Détection et résolution des crises de trésorerie

Michel SionManager Offre et Expertise Finance Cegos

Détecter et résoudre ainsi que prévenir les crises de trésorerie constitue une priorité pour le directeur financier dont une des missions consiste à assurer la pérennité à moyen et long terme de l'entreprise. Il en détecte la dégradation à partir de l'analyse financière des comptes annuels et intermédiaires, du reporting sur la position de trésorerie.

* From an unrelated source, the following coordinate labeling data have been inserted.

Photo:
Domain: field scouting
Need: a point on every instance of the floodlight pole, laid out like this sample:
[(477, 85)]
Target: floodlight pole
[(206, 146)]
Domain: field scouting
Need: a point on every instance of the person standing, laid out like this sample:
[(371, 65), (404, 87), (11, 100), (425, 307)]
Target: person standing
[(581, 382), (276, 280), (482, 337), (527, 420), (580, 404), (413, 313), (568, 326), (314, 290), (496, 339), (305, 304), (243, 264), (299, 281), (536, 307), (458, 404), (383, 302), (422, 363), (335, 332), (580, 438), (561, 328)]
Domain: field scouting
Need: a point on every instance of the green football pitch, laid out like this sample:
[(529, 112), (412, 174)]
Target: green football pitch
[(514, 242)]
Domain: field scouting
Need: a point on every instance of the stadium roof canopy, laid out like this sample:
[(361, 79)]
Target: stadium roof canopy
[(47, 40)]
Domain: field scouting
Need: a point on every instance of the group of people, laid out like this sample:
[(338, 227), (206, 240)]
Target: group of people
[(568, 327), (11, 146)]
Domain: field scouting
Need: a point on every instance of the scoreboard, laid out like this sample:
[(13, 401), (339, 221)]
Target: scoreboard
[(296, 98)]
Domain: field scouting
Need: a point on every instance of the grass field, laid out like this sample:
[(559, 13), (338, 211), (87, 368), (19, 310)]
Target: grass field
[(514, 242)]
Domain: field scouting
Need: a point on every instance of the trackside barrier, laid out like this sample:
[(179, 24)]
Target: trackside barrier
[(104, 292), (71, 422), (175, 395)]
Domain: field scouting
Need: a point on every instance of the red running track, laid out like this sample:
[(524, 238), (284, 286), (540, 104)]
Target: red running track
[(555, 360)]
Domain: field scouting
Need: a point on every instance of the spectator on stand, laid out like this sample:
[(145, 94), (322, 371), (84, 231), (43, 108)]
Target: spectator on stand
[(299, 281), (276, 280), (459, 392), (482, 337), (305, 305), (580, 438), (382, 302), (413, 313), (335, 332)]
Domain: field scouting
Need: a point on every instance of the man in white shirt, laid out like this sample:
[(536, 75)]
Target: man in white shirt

Le modèle du bilan fonctionnel (FR - BFR = TN) permet d'identifier 5 scénarios de crise de trésorerie, issus soit de la diminution du FR ou de l'augmentation du BFR.

Le modèle du bilan fonctionnel

Le modèle d’analyse des équilibres financiers appelé bilan fonctionnel a été conçu par les analystes financiers de la banque de France, au cours des années 80 après les deux chocs pétroliers des années 70. Leur objectif était de détecter les crises de trésorerie qui lorsqu’elles se prolongent conduisent l’entreprise plus ou moins rapidement à la cessation des paiements.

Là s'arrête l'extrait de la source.